次に、図5を参照し、本実施形態のショベルPSが行う掘削動作の一例について説明する。図5は、掘削動作におけるバケット6の動きを説明するための側面図である。図5では、バケット6の爪先が作業対象物の一例である地面と接触したときのアーム5及びバケット6の位置を実線で示し、バケット6の爪先が地面と接触する直前のアーム5及びバケット6の位置を破線で示す。
図5に示されるように、掘削動作では、ブーム4、アーム5及びバケット6を操作することにより、ショベルPSの前下方の掘削対象である地面にバケット6の爪先を接触させる。そして、バケット6の爪先が地面に接触した後もバケット6の爪先を下方に移動させることにより、地面にバケット6を進入させて地面を掘削する。このとき、バケット6が地面に当接する度に掘削アタッチメントが衝撃荷重を受けることにより、掘削アタッチメントの寿命が低下する。特に、地面が硬い地盤であるほど掘削アタッチメントが受ける衝撃荷重が大きく、掘削アタッチメントの寿命の低下が顕著になる。また、地面が硬い地盤である場合、バケット6の爪先も損傷しやすい。

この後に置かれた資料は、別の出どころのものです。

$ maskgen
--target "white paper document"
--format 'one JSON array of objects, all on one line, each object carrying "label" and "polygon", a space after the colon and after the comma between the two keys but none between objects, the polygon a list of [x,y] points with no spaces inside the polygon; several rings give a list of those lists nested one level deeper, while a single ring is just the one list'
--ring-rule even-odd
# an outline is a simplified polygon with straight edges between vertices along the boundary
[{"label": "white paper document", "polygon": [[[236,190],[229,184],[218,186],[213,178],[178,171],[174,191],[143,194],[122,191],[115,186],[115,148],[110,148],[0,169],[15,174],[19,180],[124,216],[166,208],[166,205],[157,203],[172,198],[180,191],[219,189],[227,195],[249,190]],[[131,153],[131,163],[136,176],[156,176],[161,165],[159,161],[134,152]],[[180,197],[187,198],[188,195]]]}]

そのため、熟練のショベルPSの操作者は、このような掘削アタッチメントの損傷を低減するため、バケット6の爪先が地面に当接する際のバケット6の移動速度や爪先角度等を微調整しながら掘削動作を行っている。しかし、この微調整しながらの掘削動作はショベルPSの操作者の負担となっている。また、非熟練のショベルPSの操作者は、熟練のショベルPSの操作者が行っている微調整を行うことが困難である。

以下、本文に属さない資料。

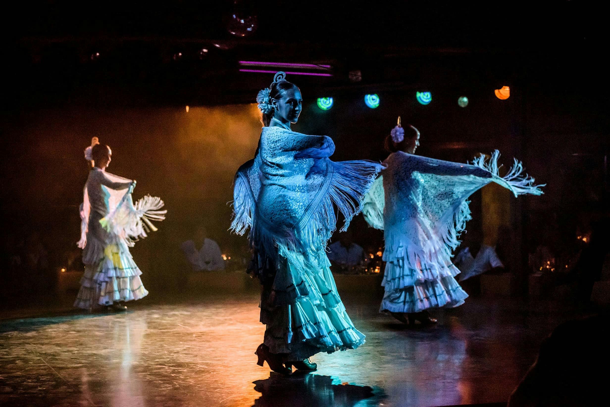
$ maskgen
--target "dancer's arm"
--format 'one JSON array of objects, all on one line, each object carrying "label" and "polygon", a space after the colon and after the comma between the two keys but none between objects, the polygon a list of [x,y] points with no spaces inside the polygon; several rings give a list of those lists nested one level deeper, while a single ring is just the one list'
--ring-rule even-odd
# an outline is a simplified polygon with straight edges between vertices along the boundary
[{"label": "dancer's arm", "polygon": [[[135,186],[135,181],[129,181],[127,182],[114,182],[111,181],[105,174],[101,174],[99,183],[107,188],[111,189],[125,189],[130,186]],[[132,188],[133,189],[133,188]],[[130,191],[131,192],[131,191]]]}]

そこで、本実施形態では、コントローラ30が、作業対象物の硬さ情報に基づいて、作業対象物にバケット6が当接する前にバケット速度を低減するようにアタッチメントを制限制御する。これにより、アタッチメントの損傷を抑制すると共に、ショベルPSの操作者の負担を低減できる。

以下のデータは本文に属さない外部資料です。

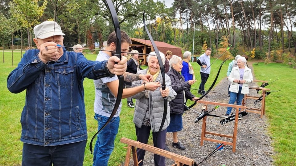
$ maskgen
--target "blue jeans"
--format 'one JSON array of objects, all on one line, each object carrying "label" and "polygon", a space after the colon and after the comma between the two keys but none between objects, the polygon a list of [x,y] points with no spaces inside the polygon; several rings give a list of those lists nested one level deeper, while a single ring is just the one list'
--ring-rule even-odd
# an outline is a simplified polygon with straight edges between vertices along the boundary
[{"label": "blue jeans", "polygon": [[[233,104],[235,100],[236,100],[236,105],[241,105],[241,101],[244,98],[244,96],[245,94],[242,94],[240,93],[241,92],[242,87],[240,86],[238,89],[238,93],[235,93],[230,92],[230,98],[229,99],[229,102],[228,104]],[[231,110],[232,109],[232,107],[227,107],[227,111],[226,112],[226,114],[229,115],[231,113]]]},{"label": "blue jeans", "polygon": [[198,89],[199,89],[198,90],[198,93],[203,94],[205,93],[204,91],[204,85],[206,84],[206,83],[207,82],[207,81],[208,81],[208,79],[209,78],[209,77],[210,76],[210,74],[207,74],[204,73],[203,73],[202,72],[200,72],[200,78],[201,78],[201,82],[200,83],[200,84],[199,85],[199,87],[198,88]]},{"label": "blue jeans", "polygon": [[86,140],[57,146],[44,146],[24,143],[23,166],[81,166]]},{"label": "blue jeans", "polygon": [[[109,117],[95,114],[95,119],[98,121],[98,130],[105,124]],[[120,121],[119,117],[113,117],[98,134],[93,150],[93,166],[108,165],[108,160],[114,148],[114,141],[118,133]]]}]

また、コントローラ30は、バケット6が作業対象物に当接した後、アタッチメントの制限制御を継続してもよく、解除してもよい。アタッチメントの制限制御を解除する場合、バケット6が作業対象物に当接した後、緩やかに解除することが好ましい。これにより、ショベルPSの操作者が感じる違和感を低減できる。
また、コントローラ30は、アタッチメントの制限制御に加えて、作業対象物の硬さ情報に基づいて、作業対象物にバケット6が当接する際のバケット角度やショベルPSの姿勢を調整してもよい。
次に、図6を参照し、コントローラ30が掘削アタッチメントによる掘削動作を支援する処理(以下「掘削支援処理」という。)の一例について説明する。図6は、掘削支援処理の一例を示すフローチャートである。
ステップST1において、動作制御部33は、現在のバケット爪先下げ速度が閾値速度以上であるか否かを判定する。ここで、閾値速度は、例えばブーム下げ制限設定部32で設定されたバケット爪先下げ速度の制限値であってよい。現在のバケット爪先下げ速度が閾値速度以上である場合、ステップST2へ進む。一方、現在のバケット爪先下げ速度が閾値速度未満である場合、ステップST4へ進む。
ステップST2において、動作制御部33は、バケット6(例えば、バケット6の爪先)から作業対象物までの距離が閾値距離以下であるか否かを判定する。バケット6から作業対象物までの距離は、例えば空間認識装置70により検出される。バケット6から作業対象物までの距離が閾値以下である場合、ステップST3へ進む。一方、バケット6から作業対象物までの距離が閾値未満である場合、ステップST4へ進む。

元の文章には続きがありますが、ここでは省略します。